Thursday, December 11, 2008

SEWRPC's One-Man Development Section Speaks Volumes About Agency's Limitations

The other day I posted an item about stale and inaccurate data in the economic development profile created by the Southeastern Wisconsin Regional Planning Commission for the City of Milwaukee.

You would think that economic development would be a basic priority and theme at a regional planning agency whose territory includes more than one-third of the state's population, its largest city, and a host of issues that have development at their core.

I took a look Wednesday at the roster at this agency with its more-than-$7 million-annual, all-public-funded-budget that is posted on the agency website, and see that the economic development planning section has one employee, a chief economic planner.

One staffer, out of 77.

This is a management issue.
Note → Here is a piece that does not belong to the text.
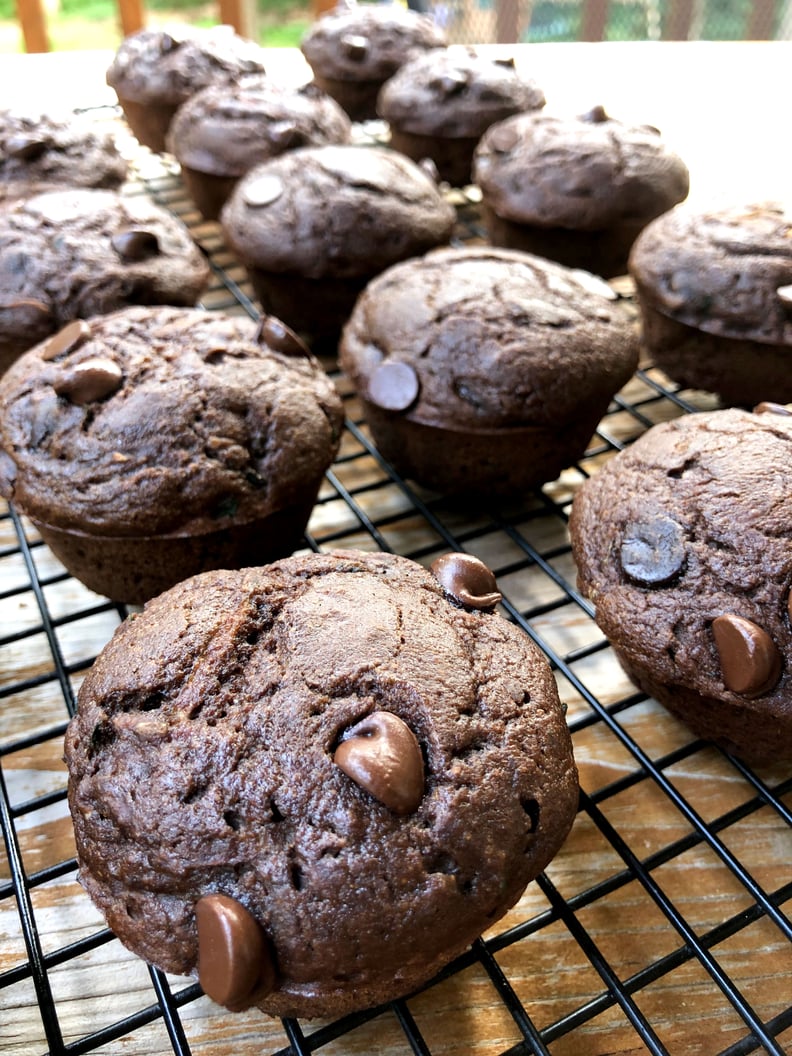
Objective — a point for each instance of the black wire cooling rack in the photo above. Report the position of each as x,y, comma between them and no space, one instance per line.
662,925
A commission issue: where is the rest of the team?

Link here.

Any wonder that the public/private M-7 collaborative got created a few years ago?

Again I ask: what is the City of Milwaukee getting out of this seven-county planning operation, to which it sends more than $200,000 annually through the County's more than $400,000 property tax payment to SEWRPC?

How can you have an effective regional agenda refined and pushed at SEWRPC that could be relevant to Milwaukee, Racine, Kenosha, West Allis, West Milwaukee and other cities with employment and related challenges if the regional planning agency devotes token resources to the subject matter?

The region's cities, suburbs, villages and towns all suffer under such a laissez-faire approach.

And isn't this really a lens through which the big picture out at SEWRPC can be viewed: economic development and other overarching themes and parameters missing from big SEWRPC studies, like the pending water supply plan, because the agency approaches things piecemeal - - except that studies must validate the now-archaic, sprawl-inducing master Land Use Plan.

With economic news and change breaking and breaking out daily, with a new green economy offering development possibilities to those on the cutting edge, and with so many pressing economic needs in the region, how could SEWRPC have but one economic development staffer on board without people reading "Missed Opportunities" into the SEWRPC mission statement?

And seeing that reality in the mix of reasons why the agency needs a more contemporary, action-oriented agenda, with energized staffers hired or unleashed by bold new managers - - outcomes that Milwaukee can only achieve with its planning dollars through a new agency that puts cities and people first.

1 comment:

Anonymous said...

M-7 is a joke like SEWRPC a good old boy network that does little more then lives off the tax payers dime.